25 Mr M McCulloch SC who appeared with Mr G Hickey for the opponent on appeal, but not at trial, opposed the claimant being given leave to argue the Ghantous point. He contended that had the point been raised at trial the opponent could have adduced evidence concerning the status of the Mall within the opponent's road network "catalogue". He submitted, in essence, that the case had been conducted on the basis that Ghantous applied and that the opponent would be prejudiced if the claimant was permitted to argue the appeal differently. Mr Semmler acknowledged that there had been no attention given, at trial, to the question whether the Mall had any status different from that of the roads or footpaths vested in the opponent. He did not contest the proposition that the opponent would be prejudiced if his "new" point was raised. In the circumstances it would not be appropriate to permit the claimant to advance it: Suttor v Gundowda Pty Limited [1950] HCA 35; (1950) 81 CLR 418; Water Board v Moustakas [1988] HCA 12; (1988) 180 CLR 491.
26 The claimant's remaining argument was that the primary judge paid too much attention to the obviousness of the risk and insufficient attention to the evidence of prior complaints of falls in the Mall.
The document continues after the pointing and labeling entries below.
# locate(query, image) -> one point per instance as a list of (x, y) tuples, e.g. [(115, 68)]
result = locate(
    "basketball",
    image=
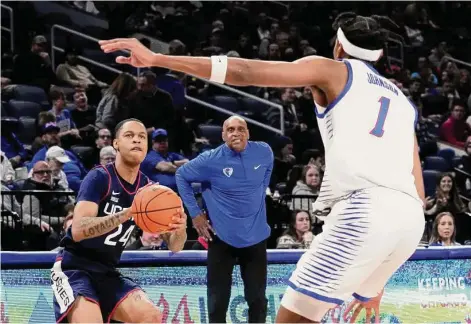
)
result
[(153, 208)]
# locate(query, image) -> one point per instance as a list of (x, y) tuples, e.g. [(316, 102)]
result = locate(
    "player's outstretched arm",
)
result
[(308, 71), (417, 172), (86, 225)]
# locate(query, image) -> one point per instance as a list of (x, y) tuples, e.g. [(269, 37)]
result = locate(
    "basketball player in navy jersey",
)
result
[(373, 179), (86, 284)]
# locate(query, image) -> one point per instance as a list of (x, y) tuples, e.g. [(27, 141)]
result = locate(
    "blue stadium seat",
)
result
[(19, 109), (448, 154), (436, 163), (225, 102), (456, 162), (4, 109), (212, 132), (27, 131), (29, 93), (430, 181), (83, 152)]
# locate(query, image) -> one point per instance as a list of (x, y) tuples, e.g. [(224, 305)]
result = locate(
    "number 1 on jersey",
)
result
[(378, 130)]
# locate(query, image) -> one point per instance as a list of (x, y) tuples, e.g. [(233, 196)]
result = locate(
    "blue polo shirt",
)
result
[(164, 178), (234, 189)]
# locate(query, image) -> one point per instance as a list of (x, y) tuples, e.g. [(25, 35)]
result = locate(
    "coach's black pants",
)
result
[(253, 267)]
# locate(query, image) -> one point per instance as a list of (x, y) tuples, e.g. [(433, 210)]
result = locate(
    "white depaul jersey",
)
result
[(368, 133)]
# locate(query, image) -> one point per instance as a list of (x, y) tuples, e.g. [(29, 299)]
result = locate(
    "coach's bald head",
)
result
[(235, 133)]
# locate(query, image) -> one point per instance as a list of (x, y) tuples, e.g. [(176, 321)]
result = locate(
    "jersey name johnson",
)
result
[(368, 134)]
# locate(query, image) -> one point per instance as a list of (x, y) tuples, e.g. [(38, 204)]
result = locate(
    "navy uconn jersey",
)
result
[(105, 187)]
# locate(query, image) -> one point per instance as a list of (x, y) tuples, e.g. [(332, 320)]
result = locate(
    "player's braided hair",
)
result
[(367, 32)]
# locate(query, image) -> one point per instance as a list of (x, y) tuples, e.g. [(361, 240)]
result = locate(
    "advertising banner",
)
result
[(425, 291)]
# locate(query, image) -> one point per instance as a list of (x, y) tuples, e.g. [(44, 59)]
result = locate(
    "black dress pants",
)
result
[(253, 267)]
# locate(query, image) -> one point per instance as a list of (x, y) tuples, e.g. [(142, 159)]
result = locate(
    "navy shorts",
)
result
[(107, 290)]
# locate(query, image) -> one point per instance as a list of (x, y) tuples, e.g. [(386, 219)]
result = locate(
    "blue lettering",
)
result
[(376, 80), (271, 308), (202, 305)]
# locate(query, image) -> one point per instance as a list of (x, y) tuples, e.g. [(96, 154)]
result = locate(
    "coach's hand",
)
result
[(202, 226), (178, 222), (140, 56), (372, 304)]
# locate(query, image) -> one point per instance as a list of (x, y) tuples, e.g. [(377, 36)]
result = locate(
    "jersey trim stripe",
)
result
[(341, 95)]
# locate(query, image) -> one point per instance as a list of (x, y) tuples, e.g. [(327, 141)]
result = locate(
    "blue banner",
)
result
[(423, 290)]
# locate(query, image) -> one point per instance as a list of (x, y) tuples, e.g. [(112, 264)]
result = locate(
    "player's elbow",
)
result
[(76, 235)]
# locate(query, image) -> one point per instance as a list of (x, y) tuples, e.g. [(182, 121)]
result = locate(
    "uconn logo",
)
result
[(111, 208)]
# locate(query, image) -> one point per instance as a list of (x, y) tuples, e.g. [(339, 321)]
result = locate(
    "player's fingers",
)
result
[(123, 60), (356, 313), (368, 315), (349, 309)]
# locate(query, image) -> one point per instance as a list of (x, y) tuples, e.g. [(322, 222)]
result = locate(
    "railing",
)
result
[(11, 29), (468, 64), (401, 52), (222, 110)]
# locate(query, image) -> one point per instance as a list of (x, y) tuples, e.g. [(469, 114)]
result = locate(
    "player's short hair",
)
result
[(370, 33), (120, 125)]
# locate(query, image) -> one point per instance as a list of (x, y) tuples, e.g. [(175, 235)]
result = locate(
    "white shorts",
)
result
[(365, 239)]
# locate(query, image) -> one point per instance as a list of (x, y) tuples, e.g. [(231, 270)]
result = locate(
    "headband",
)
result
[(358, 52)]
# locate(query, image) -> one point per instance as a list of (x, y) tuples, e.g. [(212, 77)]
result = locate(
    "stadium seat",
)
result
[(253, 105), (225, 102), (436, 163), (212, 132), (27, 131), (4, 109), (430, 181), (83, 152), (19, 109), (456, 162), (29, 93), (448, 154)]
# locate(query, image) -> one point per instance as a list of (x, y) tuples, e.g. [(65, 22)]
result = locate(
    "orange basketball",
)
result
[(153, 208)]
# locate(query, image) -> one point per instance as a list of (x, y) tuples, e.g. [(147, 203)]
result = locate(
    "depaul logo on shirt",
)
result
[(227, 171)]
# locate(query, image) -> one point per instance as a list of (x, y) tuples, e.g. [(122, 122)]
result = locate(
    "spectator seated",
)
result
[(436, 163)]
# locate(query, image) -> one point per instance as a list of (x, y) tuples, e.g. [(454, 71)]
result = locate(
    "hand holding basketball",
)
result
[(158, 209), (178, 222)]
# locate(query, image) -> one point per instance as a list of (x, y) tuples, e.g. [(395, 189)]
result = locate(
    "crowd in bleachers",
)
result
[(58, 121)]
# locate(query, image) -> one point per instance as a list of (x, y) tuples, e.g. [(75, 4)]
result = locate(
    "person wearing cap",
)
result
[(57, 158), (73, 168), (160, 165), (77, 75), (34, 67)]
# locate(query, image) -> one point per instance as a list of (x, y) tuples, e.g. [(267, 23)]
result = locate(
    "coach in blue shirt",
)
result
[(234, 178)]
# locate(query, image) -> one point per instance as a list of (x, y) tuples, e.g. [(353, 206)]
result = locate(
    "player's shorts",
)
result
[(107, 290), (365, 239)]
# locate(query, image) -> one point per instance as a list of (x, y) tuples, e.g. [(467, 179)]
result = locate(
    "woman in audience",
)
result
[(443, 232), (298, 235), (446, 197), (309, 185), (115, 104)]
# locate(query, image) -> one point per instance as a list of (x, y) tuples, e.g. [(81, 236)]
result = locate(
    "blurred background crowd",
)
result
[(62, 97)]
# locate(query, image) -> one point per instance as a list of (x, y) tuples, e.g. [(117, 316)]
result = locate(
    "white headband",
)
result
[(358, 52)]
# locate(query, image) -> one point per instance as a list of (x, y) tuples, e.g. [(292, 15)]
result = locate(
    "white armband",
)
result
[(218, 69)]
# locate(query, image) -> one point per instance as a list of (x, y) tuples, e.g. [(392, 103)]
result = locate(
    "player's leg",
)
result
[(84, 311), (221, 261), (373, 287), (253, 270), (74, 299), (349, 250), (126, 302)]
He submitted that, having regard to the number of complaints the opponent had received, and in circumstances where it was neither costly nor difficult to fix the unevenness in the Mall, the Council had to consider "whether something needs to be done about it". He argued that taking that factor into account, the Shirt balancing exercise should have led his Honour to conclude that the opponent had breached its duty of care.
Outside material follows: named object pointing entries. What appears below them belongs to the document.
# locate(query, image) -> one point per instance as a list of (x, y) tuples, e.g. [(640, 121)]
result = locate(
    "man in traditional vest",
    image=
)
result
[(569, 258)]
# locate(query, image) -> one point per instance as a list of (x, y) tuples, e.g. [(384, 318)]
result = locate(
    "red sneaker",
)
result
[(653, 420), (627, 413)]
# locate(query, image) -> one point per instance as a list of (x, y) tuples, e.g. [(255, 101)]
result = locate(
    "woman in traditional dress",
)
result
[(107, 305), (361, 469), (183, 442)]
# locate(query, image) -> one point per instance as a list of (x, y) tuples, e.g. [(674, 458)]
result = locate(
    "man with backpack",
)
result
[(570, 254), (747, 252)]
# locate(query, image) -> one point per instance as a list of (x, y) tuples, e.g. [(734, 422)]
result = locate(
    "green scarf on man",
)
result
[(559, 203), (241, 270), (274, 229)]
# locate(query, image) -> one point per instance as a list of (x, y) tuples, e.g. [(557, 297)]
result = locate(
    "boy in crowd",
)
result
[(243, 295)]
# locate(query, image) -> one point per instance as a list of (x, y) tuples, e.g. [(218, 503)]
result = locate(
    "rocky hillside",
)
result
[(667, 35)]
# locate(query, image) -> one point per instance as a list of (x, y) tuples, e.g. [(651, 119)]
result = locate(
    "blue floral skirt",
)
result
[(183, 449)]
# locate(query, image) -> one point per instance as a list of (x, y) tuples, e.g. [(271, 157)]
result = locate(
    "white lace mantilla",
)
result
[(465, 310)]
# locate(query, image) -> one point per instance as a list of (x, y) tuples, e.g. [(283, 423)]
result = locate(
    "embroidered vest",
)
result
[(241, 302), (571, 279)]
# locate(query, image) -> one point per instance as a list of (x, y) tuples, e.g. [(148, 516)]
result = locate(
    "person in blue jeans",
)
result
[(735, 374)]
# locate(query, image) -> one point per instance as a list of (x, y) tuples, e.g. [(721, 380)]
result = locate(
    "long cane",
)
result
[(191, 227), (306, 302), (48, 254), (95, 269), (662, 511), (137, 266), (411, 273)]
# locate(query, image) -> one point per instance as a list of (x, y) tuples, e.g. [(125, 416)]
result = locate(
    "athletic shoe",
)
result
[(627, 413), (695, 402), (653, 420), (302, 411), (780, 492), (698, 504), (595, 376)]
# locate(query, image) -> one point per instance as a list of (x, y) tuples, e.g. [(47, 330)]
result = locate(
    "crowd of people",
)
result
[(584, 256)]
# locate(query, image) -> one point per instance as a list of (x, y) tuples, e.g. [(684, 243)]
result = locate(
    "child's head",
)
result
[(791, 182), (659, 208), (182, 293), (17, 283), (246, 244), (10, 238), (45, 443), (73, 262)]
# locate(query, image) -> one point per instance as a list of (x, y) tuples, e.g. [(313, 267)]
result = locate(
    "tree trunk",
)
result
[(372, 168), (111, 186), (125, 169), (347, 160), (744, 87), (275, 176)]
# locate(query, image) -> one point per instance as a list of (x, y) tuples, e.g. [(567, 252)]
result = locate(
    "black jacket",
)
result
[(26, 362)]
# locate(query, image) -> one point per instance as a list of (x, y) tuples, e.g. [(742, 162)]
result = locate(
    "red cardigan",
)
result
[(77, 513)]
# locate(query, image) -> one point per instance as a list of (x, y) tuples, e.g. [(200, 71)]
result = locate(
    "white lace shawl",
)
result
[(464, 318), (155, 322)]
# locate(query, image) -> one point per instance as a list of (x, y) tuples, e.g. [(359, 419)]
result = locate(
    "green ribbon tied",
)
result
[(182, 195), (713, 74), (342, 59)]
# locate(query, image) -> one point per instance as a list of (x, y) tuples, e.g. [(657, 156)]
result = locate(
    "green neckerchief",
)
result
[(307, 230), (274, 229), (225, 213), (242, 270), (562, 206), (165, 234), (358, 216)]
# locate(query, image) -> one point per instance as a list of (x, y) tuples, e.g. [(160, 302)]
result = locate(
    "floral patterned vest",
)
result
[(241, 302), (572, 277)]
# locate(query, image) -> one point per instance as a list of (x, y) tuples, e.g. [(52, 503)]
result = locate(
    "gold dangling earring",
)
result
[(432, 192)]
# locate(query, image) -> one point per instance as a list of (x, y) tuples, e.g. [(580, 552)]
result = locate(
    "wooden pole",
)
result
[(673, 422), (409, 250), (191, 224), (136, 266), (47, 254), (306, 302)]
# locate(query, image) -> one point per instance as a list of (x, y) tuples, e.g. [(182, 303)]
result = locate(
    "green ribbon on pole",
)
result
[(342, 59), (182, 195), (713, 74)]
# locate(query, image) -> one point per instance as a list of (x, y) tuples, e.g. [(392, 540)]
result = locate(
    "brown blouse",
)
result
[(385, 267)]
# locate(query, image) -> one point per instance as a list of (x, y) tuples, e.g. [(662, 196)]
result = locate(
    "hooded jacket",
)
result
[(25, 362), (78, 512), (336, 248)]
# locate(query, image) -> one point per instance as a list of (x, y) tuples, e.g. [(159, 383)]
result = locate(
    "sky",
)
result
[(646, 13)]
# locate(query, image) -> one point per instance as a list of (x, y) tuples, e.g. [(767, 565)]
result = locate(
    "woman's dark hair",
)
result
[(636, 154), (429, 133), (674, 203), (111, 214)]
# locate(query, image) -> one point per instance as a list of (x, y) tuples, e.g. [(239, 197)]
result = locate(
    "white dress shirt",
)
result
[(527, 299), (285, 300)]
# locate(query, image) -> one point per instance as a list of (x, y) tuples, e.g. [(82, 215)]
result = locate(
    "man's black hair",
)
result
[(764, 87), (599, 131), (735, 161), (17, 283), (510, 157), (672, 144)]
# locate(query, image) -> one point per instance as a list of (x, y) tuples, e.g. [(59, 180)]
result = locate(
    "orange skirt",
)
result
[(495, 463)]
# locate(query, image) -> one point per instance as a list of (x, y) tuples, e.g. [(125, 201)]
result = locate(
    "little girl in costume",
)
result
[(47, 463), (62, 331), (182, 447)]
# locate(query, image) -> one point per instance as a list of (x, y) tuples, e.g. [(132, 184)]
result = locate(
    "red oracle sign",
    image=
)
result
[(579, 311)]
27 In my view, the claimant's argument that the primary judge determined the matter on the basis of obviousness of risk alone cannot be sustained. The primary judge paid close attention to the evidence concerning the condition of the Mall and the opponent's evidence concerning the system it had for inspecting the Mall, for prioritising repairs of unevenness detected in the Mall and the budgetary constraints upon which it relied. His Honour accepted that the Mall was a high pedestrian traffic area and one he would generally consider was "something of a special category and somewhat unique in its character compared to other locations within the Council's area". To this extent, at least, his Honour does appear to have considered the Ghantous point on which the claimant sought leave to rely. In the light of that conclusion his Honour said that it was difficult to give overriding weight to the budgetary and other considerations governing the opponent's maintenance of its road network so that, if he was of the view the defect needed attention, "it would be difficult to escape a conclusion that it should have been attended to".
28 His Honour then carefully analysed the evidence concerning the nature of the height differential where the claimant had fallen and its visibility and reviewed the relevant authorities before holding that the claimant had not established that the opponent had breached its duty of care.